In yesterday’s American Banker, a column submitted by an executive and board member of ATM Corp. of America in Coraopolis, Pa., which provides settlement service technology to mortgage lenders called: [Appraisal Managers Can Take the Pressure Off](http://www.americanbanker.com/article_search.html?articlequeryid=463833550&hitnum=1) suggests that appraisal management companies can reduce inflated appraisals because they eliminate contact with the lender so they can be thought of as a buffer for appraisal pressure.

They claim that:

>Appraisal management companies were introduced in the 1980s,
> in part to provide lenders with a way to secure unbiased appraisals.

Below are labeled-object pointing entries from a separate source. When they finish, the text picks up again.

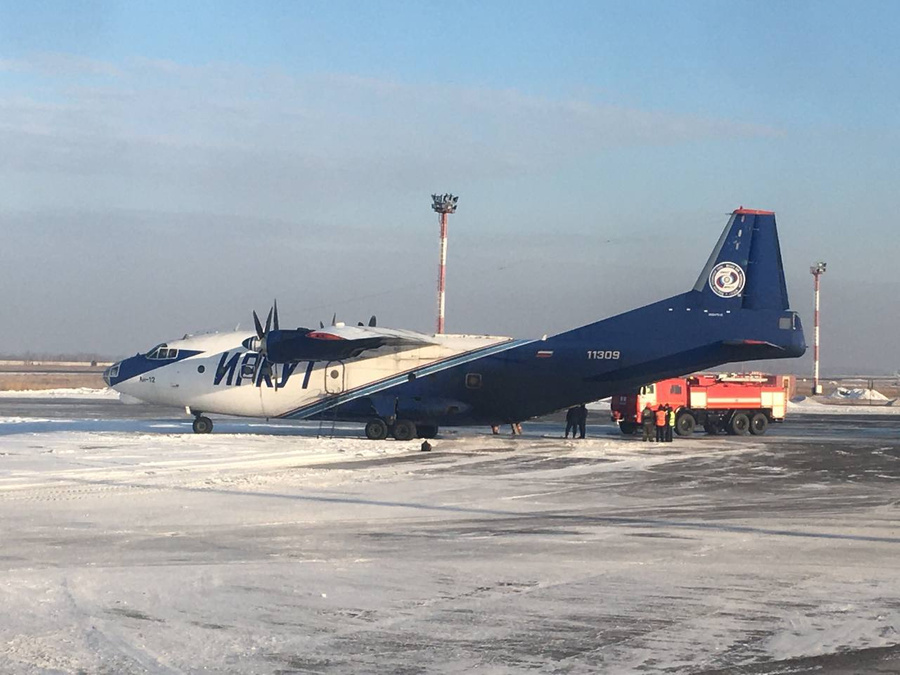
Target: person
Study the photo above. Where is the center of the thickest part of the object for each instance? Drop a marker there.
(582, 420)
(661, 424)
(571, 421)
(647, 422)
(670, 422)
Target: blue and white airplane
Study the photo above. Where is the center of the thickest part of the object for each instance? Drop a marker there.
(406, 384)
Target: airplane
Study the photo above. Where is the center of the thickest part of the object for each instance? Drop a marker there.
(406, 384)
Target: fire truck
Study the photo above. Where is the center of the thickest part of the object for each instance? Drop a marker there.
(735, 403)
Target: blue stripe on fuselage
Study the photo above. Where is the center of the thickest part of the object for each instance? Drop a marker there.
(399, 378)
(140, 364)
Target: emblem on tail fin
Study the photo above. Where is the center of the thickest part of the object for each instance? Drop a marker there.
(727, 280)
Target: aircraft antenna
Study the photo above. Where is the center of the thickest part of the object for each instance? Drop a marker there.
(443, 205)
(816, 270)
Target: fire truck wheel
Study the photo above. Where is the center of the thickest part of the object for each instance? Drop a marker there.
(628, 428)
(740, 424)
(684, 424)
(376, 430)
(758, 424)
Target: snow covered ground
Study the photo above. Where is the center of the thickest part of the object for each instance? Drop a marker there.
(131, 545)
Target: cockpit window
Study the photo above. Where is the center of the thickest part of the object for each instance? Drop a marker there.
(162, 353)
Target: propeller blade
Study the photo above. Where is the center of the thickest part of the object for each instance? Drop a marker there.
(258, 325)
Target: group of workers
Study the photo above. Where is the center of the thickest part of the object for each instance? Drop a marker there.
(663, 418)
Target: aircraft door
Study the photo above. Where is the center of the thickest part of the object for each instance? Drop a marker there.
(334, 377)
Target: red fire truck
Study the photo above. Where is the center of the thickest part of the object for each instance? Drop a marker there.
(737, 403)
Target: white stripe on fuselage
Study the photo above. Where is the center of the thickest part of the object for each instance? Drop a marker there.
(190, 382)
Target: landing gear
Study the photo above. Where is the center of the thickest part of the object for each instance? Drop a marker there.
(404, 430)
(202, 425)
(376, 430)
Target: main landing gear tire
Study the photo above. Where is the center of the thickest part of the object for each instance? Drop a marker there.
(376, 430)
(426, 430)
(739, 425)
(684, 424)
(758, 424)
(404, 430)
(202, 425)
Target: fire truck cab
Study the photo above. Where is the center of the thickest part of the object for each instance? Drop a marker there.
(736, 403)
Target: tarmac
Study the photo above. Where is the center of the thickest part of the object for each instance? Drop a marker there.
(131, 545)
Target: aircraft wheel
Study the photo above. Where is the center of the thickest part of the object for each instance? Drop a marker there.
(404, 430)
(426, 430)
(740, 424)
(376, 430)
(202, 425)
(684, 424)
(758, 424)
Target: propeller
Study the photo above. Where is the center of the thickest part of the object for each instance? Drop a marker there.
(261, 335)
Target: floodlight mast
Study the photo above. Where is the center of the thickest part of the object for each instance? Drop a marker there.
(816, 270)
(443, 205)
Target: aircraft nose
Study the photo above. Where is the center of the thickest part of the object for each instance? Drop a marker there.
(111, 374)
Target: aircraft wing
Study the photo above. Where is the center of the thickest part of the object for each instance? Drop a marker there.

While I don’t question their genuine conviction that they believe what they are saying, it is amazing how far off the mark they are.

Its been my experience that one of the problems with AMC’s in general is how detached upper management is from the appraisal process, understanding the problems and issues appraisers face every day.

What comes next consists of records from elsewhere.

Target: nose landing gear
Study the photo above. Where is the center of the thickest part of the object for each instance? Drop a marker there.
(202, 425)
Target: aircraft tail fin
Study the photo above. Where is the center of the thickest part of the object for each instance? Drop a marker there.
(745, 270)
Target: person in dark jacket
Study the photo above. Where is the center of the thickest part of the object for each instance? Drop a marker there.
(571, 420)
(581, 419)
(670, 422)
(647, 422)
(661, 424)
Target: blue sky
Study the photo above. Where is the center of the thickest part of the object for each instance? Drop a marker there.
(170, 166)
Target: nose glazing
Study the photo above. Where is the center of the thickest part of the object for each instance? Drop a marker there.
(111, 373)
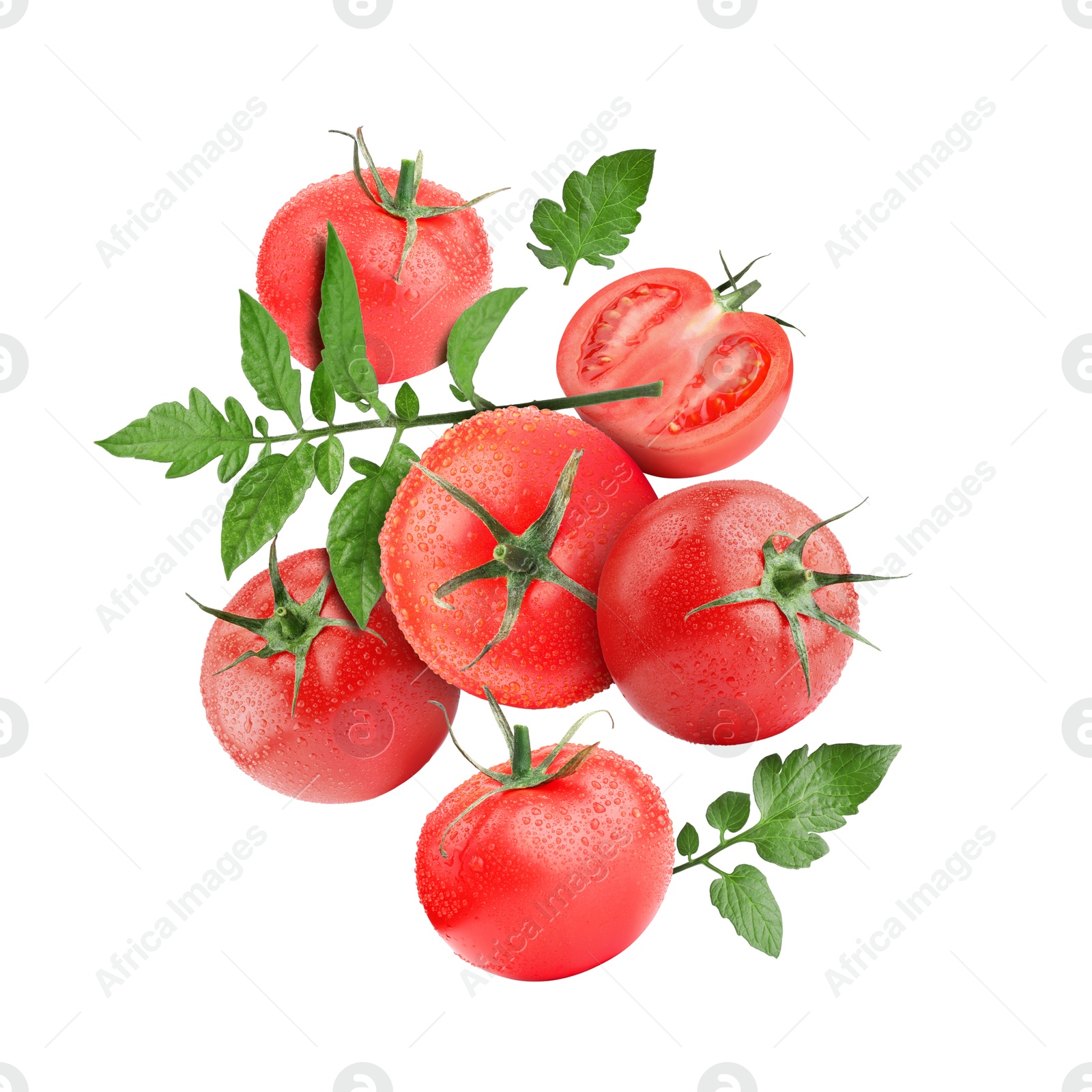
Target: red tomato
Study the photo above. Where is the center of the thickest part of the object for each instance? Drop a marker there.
(726, 374)
(511, 461)
(407, 325)
(728, 674)
(363, 721)
(549, 882)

Of course this article is targeted to a publication whose primary reader is their client base.

AMC’s are physically unable to perform true qualitative reviews for their reports. They can measure turnaround times and perform “electronic” reviews, flagging reports for exceeding guidelines. But someone sitting in a cubicle in Maine, doesn’t know the market, block by block in Idaho like a local lender would.

It gets worse. The quality of the reports, which can’t be measured by AMC’s in qualitative ways, are submitted by appraisers who are generally at the lower end of the quality spectrum. Why? Because the AMC is the middleman and the lender still pays the same appraisal fee. They get a piece of the action. The good appraisers are generally unable to afford to work for AMC’s without cutting costs or taking shortcuts that directly impair the quality of their reports. Of course there are always exceptions.

Specifically in our market, you can’t believe the quality we see for reports completed in this manner. They are usually not worth the paper they are written on.

Articles like this in prominent publications are misleading, and because of the lack of a unified voice for the appraisal industry, no one challenges it. After a while, repetition leads to a false sense of truth and the appraiser ultimately loses.